Kanopy and Elsevier: united in password mishandling?

My introductory information-security course contains both undergraduates and iSchool graduate students. Every once in a while I get to drop in a library- or archives-specific tidbit, and today (the first class meeting after Spring Break), I had two among all the other news:

Shortly after the Kanopy breach broke, Jessamyn West passed on a very important question from Dan Turkel to Kanopy on Twitter: “Are you [Kanopy] storing user passwords in plaintext?”

Let’s back up and examine that question a moment, shall we?

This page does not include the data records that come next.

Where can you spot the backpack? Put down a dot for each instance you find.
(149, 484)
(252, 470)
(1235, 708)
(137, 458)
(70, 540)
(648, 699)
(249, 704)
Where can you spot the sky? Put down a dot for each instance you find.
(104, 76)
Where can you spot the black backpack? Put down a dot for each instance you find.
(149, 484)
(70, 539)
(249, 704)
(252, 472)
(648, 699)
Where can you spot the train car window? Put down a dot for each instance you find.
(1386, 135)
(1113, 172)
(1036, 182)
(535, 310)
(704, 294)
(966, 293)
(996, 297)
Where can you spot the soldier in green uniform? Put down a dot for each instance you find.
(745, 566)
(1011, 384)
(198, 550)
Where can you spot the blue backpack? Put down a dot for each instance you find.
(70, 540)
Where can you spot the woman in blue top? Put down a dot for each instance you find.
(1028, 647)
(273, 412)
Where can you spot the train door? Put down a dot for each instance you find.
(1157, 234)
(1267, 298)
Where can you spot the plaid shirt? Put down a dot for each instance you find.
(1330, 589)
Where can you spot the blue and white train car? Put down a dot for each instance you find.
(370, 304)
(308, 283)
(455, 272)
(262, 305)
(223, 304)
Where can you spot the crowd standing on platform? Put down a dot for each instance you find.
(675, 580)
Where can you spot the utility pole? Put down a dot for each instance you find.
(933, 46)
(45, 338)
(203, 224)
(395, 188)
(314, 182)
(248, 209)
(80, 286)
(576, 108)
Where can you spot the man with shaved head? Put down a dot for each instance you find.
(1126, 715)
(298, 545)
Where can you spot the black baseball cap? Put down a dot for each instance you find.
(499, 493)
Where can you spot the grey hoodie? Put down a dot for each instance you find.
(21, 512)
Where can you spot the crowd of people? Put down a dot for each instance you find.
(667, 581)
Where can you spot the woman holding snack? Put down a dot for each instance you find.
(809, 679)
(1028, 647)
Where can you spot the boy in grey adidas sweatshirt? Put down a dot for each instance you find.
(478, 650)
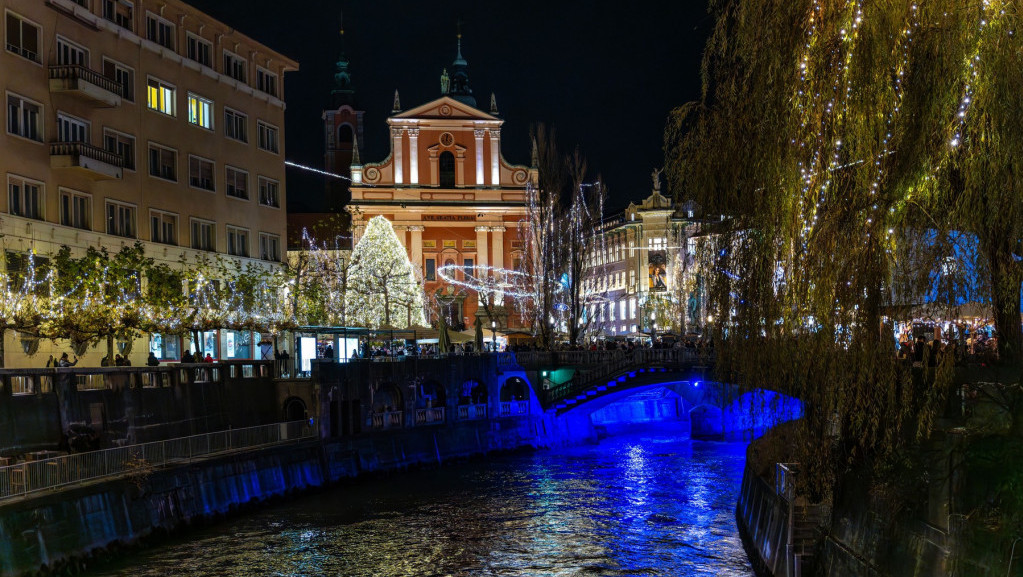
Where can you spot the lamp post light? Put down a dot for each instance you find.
(653, 328)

“Plaintext” is information-security jargon for “not encrypted.” “Encrypted,” for our purposes, means “changed such that the original data cannot easily (or ideally at all) be figured out.” So, when Elsevier actually broadcast passwords in plaintext to all and sundry via some web dashboard, it disobeyed one of the fundamental best practices in infosec. If Kanopy was storing its passwords in plaintext, that’s just as bad.

(How do you know if a user’s password is correct, if you can’t store it figure-outably? Well, you know exactly how you changed it. When the user enters their password, you just change it the same way you originally changed the stored password, at which point you can compare the results.)

Nobody is supposed to store passwords in plaintext! Ever! Much less broadcast them in plaintext to all and sundry on a web dashboard! (What you are supposed to do with them is… complicated, and keeps changing as password-cracking software and hardware improves. Check with your favorite infosec expert, okay? And consider multi-factor authentication.) So what Turkel was asking Kanopy boils down to “okay, you were caught being careless; exactly how careless were you?”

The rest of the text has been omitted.